Diagnosing mobility issues

As mentioned earlier, the current output of the system is a report on footing issues during the squat and where in the movement they occur. I am currently working with a physical therapist on using the output of my system to train a model that can infer general mobility issues and imbalances. For example, if a user exhibits heel-lift in the bottom position of a squat, it could indicate that they have limited ankle dorsiflexion due to tight calf muscles. I envision a future iteration of SquatIQ as a system that people can use to diagnose their own mobility issues with minimal interaction with a physical therapist.

Minimizing strain

Currently, the system only takes into account footing position, which gives a lot of information about overall body positioning during the squat.
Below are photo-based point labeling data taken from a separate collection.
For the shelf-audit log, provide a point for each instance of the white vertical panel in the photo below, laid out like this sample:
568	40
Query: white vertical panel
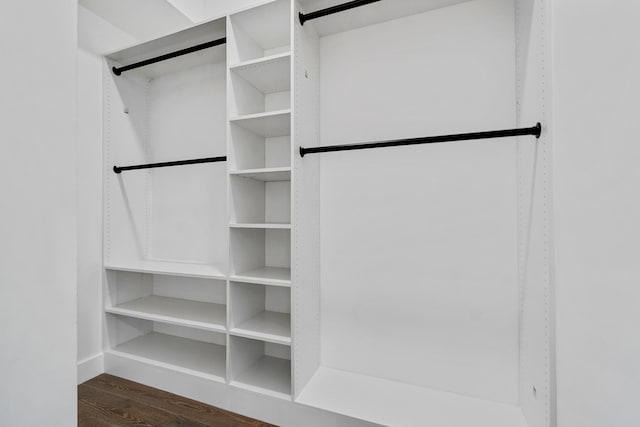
89	204
534	211
306	206
38	149
419	244
597	207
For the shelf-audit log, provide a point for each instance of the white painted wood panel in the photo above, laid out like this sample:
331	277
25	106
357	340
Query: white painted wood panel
403	405
419	244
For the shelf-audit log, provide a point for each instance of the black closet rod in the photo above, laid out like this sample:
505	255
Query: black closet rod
119	70
119	169
304	17
536	131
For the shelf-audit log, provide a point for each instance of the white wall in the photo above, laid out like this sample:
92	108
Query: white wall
419	244
597	190
37	213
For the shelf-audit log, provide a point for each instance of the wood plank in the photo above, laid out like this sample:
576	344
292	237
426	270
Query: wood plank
183	407
115	410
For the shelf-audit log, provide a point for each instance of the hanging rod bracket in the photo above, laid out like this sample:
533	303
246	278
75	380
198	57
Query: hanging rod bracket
304	17
119	70
535	131
119	169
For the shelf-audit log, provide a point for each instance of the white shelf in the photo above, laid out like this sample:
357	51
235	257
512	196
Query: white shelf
169	268
194	314
265	276
178	353
268	375
271	226
269	74
266	326
266	174
370	14
269	125
398	404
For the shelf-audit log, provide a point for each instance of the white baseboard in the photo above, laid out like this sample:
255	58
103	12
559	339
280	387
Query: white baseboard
90	367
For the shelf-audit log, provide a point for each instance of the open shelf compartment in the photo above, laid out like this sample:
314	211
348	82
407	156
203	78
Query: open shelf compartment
259	311
261	201
249	150
261	254
190	302
260	88
188	350
261	366
260	32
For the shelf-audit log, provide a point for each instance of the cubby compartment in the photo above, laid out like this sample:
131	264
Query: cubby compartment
260	87
250	151
257	200
260	311
167	218
188	350
260	33
261	255
184	301
261	366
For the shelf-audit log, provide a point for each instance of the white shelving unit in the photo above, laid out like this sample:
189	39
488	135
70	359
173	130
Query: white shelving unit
261	366
215	273
260	177
270	124
195	314
183	354
261	312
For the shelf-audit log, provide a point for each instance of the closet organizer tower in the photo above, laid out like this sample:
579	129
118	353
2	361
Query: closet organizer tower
285	225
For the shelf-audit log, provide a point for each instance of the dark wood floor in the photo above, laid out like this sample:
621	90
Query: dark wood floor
111	401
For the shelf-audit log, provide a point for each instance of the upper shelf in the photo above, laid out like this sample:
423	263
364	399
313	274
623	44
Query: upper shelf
266	174
269	75
268	125
366	15
260	32
202	33
203	271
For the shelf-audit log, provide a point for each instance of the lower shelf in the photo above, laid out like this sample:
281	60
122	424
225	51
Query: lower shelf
265	275
176	352
398	404
269	375
193	314
267	326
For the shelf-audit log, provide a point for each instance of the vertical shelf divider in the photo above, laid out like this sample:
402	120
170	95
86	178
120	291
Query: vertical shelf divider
259	83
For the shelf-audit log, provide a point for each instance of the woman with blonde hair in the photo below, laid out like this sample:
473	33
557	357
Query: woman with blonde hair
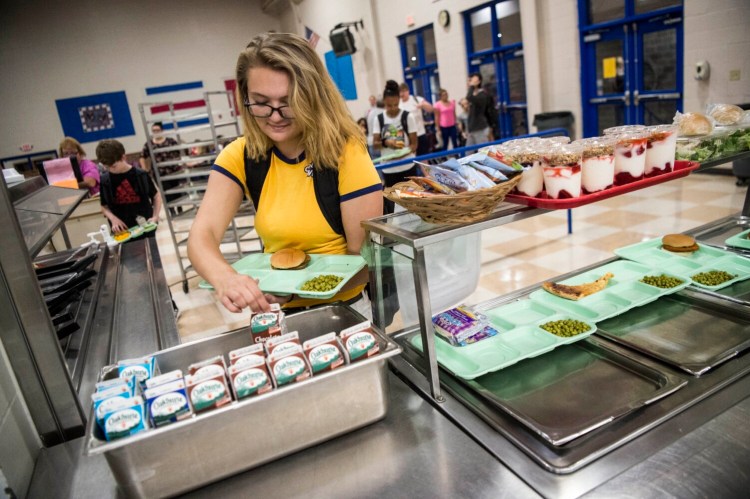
89	171
302	160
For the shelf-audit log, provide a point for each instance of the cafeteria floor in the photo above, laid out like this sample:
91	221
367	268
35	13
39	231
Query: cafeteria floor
525	252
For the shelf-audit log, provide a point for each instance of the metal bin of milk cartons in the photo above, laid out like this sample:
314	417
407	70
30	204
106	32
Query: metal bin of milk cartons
186	454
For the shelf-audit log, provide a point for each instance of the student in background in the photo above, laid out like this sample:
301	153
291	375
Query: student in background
126	192
445	116
90	172
416	105
394	130
479	128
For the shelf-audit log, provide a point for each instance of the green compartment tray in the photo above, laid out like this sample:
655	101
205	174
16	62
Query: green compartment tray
286	282
623	292
705	259
520	337
741	240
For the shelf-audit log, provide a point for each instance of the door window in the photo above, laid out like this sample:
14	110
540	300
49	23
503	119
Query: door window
646	6
660	60
631	63
600	11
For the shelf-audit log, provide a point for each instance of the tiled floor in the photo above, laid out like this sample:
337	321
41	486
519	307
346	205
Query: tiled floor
525	252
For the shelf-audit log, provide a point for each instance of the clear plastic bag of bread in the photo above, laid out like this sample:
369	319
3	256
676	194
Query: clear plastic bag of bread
725	114
692	124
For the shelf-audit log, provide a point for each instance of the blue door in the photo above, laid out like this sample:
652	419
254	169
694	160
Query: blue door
494	43
631	56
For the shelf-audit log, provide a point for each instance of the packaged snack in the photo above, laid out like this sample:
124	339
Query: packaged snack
142	368
252	351
108	400
324	353
290	367
209	368
207	392
250	379
164	378
457	324
284	343
446	177
167	403
124	421
111	383
264	325
359	341
431	185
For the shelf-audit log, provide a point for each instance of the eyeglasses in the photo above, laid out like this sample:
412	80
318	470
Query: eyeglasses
265	111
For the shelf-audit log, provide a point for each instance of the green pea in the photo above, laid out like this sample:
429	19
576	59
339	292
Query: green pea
712	277
565	327
662	281
322	283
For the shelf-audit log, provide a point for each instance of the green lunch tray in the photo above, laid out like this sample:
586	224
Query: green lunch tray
520	336
741	240
623	292
287	282
705	259
516	340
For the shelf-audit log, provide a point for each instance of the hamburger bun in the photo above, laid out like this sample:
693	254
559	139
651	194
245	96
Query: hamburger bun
289	259
679	243
691	124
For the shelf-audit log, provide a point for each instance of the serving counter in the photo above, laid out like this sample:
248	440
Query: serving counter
439	439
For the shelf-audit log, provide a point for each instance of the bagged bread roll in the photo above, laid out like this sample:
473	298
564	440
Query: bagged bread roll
690	124
725	114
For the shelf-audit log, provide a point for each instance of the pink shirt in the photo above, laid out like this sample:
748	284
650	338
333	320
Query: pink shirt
89	169
446	113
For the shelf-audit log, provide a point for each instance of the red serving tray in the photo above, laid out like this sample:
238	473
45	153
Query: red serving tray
681	169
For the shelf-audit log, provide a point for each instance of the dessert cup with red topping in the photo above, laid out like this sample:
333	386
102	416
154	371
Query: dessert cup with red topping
561	165
660	149
598	163
630	152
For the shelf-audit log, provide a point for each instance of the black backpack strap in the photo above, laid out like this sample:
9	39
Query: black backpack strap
404	123
325	183
255	176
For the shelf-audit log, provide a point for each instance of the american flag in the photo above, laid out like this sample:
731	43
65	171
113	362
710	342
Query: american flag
312	37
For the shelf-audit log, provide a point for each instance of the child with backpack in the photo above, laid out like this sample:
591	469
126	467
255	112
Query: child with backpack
126	191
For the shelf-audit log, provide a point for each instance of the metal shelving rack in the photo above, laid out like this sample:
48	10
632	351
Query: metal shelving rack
222	125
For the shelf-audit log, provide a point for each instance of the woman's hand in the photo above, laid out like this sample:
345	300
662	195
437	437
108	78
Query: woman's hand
118	225
238	291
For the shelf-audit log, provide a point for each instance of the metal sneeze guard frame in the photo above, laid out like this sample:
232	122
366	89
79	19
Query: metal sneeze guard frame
424	234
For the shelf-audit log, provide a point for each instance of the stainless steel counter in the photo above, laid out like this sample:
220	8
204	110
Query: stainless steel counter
416	452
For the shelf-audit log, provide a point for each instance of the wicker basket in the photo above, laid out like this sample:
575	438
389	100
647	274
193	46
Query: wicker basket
453	209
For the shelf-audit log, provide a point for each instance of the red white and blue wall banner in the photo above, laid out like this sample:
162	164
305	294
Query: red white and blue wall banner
91	118
182	96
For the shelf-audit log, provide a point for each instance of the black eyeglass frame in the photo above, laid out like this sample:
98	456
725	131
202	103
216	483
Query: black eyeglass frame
279	110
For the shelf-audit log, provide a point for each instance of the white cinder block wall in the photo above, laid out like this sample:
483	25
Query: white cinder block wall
57	50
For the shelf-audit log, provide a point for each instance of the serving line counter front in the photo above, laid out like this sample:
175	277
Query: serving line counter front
451	440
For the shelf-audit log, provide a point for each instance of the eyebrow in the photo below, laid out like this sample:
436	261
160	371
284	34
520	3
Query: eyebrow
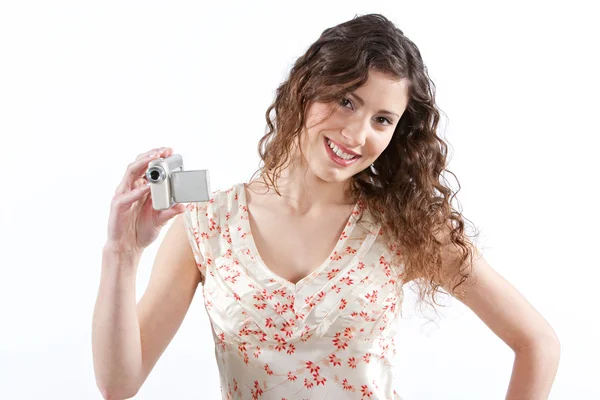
362	103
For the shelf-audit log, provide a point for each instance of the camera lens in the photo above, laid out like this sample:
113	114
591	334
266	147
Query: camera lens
155	175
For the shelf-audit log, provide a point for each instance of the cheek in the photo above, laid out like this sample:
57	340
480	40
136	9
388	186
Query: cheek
379	145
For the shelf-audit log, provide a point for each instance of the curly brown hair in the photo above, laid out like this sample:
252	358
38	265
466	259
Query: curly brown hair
403	189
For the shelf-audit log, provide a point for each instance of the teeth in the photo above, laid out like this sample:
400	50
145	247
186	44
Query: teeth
339	152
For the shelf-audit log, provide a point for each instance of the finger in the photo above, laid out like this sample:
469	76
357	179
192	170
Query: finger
137	169
165	215
123	202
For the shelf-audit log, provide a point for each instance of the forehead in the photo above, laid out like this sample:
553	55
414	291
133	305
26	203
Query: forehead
384	91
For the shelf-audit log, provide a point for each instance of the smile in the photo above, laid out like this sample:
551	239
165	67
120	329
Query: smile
337	155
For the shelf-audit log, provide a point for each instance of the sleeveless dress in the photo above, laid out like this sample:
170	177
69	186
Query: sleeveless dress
329	336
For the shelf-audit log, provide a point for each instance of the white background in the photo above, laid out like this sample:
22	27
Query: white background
87	86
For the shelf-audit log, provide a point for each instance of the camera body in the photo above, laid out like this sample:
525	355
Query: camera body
170	184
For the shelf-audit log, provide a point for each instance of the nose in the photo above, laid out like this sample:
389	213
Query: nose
355	132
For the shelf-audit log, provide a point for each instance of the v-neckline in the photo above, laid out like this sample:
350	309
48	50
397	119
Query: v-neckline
249	239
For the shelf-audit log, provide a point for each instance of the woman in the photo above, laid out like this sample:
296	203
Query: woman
302	269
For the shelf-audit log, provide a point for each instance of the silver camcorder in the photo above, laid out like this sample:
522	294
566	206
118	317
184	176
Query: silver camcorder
170	184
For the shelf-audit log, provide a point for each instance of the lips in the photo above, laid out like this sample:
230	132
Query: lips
335	158
345	150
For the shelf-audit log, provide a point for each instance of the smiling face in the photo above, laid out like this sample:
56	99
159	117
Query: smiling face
362	127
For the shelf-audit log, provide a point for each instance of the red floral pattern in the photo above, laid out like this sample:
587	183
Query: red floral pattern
329	334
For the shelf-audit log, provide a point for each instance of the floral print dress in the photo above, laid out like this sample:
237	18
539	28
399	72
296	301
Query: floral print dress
329	336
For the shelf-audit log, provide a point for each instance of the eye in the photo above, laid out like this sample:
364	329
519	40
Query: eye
384	120
344	101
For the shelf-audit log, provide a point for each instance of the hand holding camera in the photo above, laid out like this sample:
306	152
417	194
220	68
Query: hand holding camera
133	222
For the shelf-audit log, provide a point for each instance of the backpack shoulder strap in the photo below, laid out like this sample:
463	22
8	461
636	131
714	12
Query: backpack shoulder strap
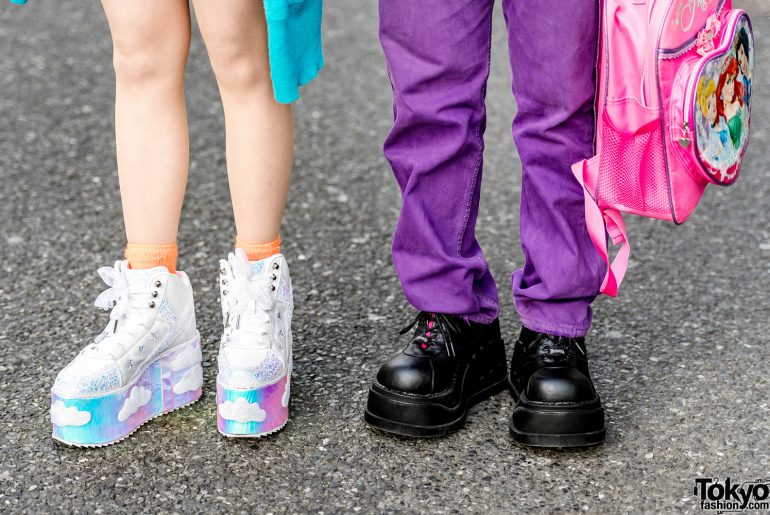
602	222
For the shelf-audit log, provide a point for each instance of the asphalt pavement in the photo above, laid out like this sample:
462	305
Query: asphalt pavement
680	358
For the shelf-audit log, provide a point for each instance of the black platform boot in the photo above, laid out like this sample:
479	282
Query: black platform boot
556	402
447	366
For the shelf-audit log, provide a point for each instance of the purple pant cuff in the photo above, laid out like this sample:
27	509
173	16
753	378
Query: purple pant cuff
556	329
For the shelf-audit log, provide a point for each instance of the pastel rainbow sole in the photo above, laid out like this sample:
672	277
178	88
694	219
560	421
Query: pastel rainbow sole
171	381
255	412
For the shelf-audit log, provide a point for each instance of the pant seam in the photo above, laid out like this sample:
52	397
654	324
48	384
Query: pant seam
477	166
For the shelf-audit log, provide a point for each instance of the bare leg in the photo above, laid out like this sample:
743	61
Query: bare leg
151	41
259	130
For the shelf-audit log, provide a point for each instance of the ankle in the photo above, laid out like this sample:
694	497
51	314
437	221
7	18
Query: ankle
142	256
259	251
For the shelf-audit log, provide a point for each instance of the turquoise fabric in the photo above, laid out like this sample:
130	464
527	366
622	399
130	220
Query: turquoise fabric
294	40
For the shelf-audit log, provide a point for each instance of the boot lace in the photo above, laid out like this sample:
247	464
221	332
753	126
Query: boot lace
429	327
128	305
248	315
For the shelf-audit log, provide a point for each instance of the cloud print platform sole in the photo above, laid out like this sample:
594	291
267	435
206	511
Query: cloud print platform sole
171	381
251	413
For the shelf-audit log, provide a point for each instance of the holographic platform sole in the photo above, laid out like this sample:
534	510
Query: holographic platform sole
254	412
173	380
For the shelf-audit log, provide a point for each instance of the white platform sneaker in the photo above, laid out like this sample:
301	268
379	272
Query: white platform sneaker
145	363
254	381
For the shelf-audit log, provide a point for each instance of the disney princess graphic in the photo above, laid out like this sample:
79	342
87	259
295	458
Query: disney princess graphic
713	132
742	54
730	103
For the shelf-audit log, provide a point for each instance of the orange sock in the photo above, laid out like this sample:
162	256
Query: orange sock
141	256
257	251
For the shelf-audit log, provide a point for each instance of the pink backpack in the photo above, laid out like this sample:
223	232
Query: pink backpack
672	111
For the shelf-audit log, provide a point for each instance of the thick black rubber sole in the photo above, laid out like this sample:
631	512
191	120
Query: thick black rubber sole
557	427
431	431
563	441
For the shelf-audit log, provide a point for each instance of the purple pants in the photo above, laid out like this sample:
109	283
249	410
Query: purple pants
438	56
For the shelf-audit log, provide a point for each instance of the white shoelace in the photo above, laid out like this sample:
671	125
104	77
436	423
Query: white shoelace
127	305
248	314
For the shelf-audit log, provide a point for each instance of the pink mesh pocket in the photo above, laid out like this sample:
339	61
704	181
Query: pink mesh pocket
632	173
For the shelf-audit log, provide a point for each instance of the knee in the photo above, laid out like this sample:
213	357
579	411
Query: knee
238	64
142	61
It would be interesting to add flexion sensors on the ankles, knees, and hips to measure joint angles in an effort to reduce strain and the potential for injury. In theory, this would involve minimizing shear/torque on joints, with some joints being more important than others. This would vary with different people: some people will be able to maintain in a more forward knee position, for example. This would allow the sytem to be more useful when performing a squat with weights.

Audial feedback

Ideally, the system would be able to deliver feedback to the user about how well they are performing the movement. I think feedback in the form of musical cues is great for this application because it is easy for the brain to understand and many people already exercise to music. I am currently trying to encode different errors as different notes in a chord and modulating the pitch to signal severity of the error. When the user hears that a certain note in a chord is off, they should be able to intuitively correct for it. I am playing with the pyAudio library for this and will post any updates.